Wyse would go on all kinds of tangents about music history during his lessons and “I would find them utterly fascinating,” Ahern said.
“I didn’t question what he liked in the actual music ...” Wyse said. “He liked pieces so I would describe them.”
“When I first started working with him, he was very open to suggestions and he was just a kid yet, but he had skills that very few adults have,” Wyse said.
“He’s got a natural capacity to learn quickly,” Wyse said. “He’s got a great memory and a great coordination in his fingers. He can take something and not labor over it as much as I would have to do.”
Ahern’s family has a number of talented musicians starting with his grandmother, Wyse said.
Marjorie Zollner began giving her grandson, Ahern, piano lessons when he was 4. She just turned 90, and she’s still the best piano teacher in the Grand Valley, Ahern said proudly, referencing Zollner’s studio of students plus a wait list.
At 12, Ahern began taking lessons with professors at Colorado Mesa University and, for a while as a teen, took up the viola. He also plays the harpsichord.

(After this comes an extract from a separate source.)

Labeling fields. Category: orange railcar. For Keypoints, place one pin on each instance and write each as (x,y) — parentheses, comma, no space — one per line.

These days, as he works toward his doctorate, he finds himself to be more historian than performer, Ahern said.
So this concert has allowed him to work on a piece he has been meaning to learn for a long time, he said.
It’s “Prélude et Fugue sur le nom d’Alain, Op 7” written Maurice Duruflé, “a 20th century French guy,” Ahern said.
Duruflé wrote the piece in 1942 to honor his friend and organist Jehan d’Alain, a musical genius who died during early in World War II, Ahern said.
The other pieces he selected for the concert “I already had in my fingers,” he said.
There’s “Toccata and Fugue in D minor” (the Dorian) by Johann Sebastian Bach, who is remains one of Ahern’s favorite composers, as well as two holiday-related pieces: the Christmas carol “Lo, How a Rose E’er Blooming” by Johannes Brahms and “Les Mages” from “La Nativité du Seigneur” composed by Olivier Messiaen. Epiphany — the date celebrating the three Magi’s visit to the baby Jesus —is two days before the concert, so Ahern figured “close enough.”
There is some dissonance in the piece as well as groupings in three all over the place, he said.
Wyse is looking forward to hearing his former student play, especially when it comes to the piece from Messiaen, because it is “more difficult than other composers to figure out what you’re supposed to do with it,” he said.
With Ahern, “there is a lot of talent,” Wyse said. “I was just lucky to be in the right place at the right time.”